New issue
Advanced search Search tips

Issue 762589 link

Starred by 1 user

Issue metadata

Status: Verified
Owner:
Closed: Oct 2017
Cc:
EstimatedDays: ----
NextAction: ----
OS: Chrome
Pri: 3
Type: Bug



Sign in to add a comment

afe_lock_machine does not work properly.

Project Member Reported by yunlian@chromium.org, Sep 6 2017

Issue description

src/third_party/toolchain-utils/afe_lock_machine.py --status --chromeos_root /ssd/clean/ --remote chromeos2-row9-rack9-host9.cros


does not show any result.

It seems
the src/third_party/autotest/files/server/frontend.py

RpcClient::run does not return correctly.
It throws exceptions in this try block and it keeps retring. So
it got stuck here.

       try:
            result = utils.strip_unicode(rpc_call(**dargs))
            if self.reply_debug:
                print result
            return result
        except Exception:



 
Owner: yunlian@chromium.org
Status: Assigned (was: Untriaged)
I looked at the failing code: https://cs.corp.google.com/chromeos_public/src/third_party/toolchain-utils/afe_lock_machine.py?rcl=5a51638398691dee889202e043a42a30a6aef585&l=384

Running AFE RPCs directly through script is not supported (you can do it, but we won't promise it won't break / won't spend time debugging with you).

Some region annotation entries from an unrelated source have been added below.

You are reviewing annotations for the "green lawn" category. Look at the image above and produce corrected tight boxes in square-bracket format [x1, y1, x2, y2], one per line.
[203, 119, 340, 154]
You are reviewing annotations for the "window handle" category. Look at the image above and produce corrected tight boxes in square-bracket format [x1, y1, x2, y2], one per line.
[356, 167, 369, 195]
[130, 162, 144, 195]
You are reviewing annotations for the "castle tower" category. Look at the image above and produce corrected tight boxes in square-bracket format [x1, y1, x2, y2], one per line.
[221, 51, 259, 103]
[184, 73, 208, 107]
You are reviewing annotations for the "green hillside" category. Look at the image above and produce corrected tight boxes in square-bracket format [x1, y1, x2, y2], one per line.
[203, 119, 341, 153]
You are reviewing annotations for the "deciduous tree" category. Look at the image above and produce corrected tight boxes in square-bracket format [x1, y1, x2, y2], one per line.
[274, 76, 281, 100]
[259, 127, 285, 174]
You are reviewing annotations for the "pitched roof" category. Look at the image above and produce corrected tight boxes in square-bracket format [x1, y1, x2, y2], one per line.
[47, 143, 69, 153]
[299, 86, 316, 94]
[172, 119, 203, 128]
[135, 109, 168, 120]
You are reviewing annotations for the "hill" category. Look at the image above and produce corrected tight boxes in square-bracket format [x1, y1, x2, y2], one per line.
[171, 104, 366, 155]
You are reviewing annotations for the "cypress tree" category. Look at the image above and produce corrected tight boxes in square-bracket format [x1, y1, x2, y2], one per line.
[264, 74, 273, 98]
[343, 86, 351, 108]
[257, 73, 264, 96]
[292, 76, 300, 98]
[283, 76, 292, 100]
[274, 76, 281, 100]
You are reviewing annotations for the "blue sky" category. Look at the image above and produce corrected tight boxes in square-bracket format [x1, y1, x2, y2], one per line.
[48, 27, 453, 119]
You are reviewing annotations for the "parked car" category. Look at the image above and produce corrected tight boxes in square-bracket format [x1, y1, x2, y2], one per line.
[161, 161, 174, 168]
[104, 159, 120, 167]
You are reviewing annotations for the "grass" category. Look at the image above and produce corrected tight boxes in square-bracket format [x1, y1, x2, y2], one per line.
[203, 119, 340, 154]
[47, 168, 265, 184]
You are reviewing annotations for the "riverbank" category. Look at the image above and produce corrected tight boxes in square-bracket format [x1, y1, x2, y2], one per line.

I've seen this code before and will re-iterate what I said then: Please use 

$ atest host mod -l -r 'reason' hostname

The current failure looks like RPC failed. Dunno why. The only change we've recently made is that if you make this RPC on a shard, it will get forwarded to the master. This should always have been the case, but wasn't working correctly (was a bug).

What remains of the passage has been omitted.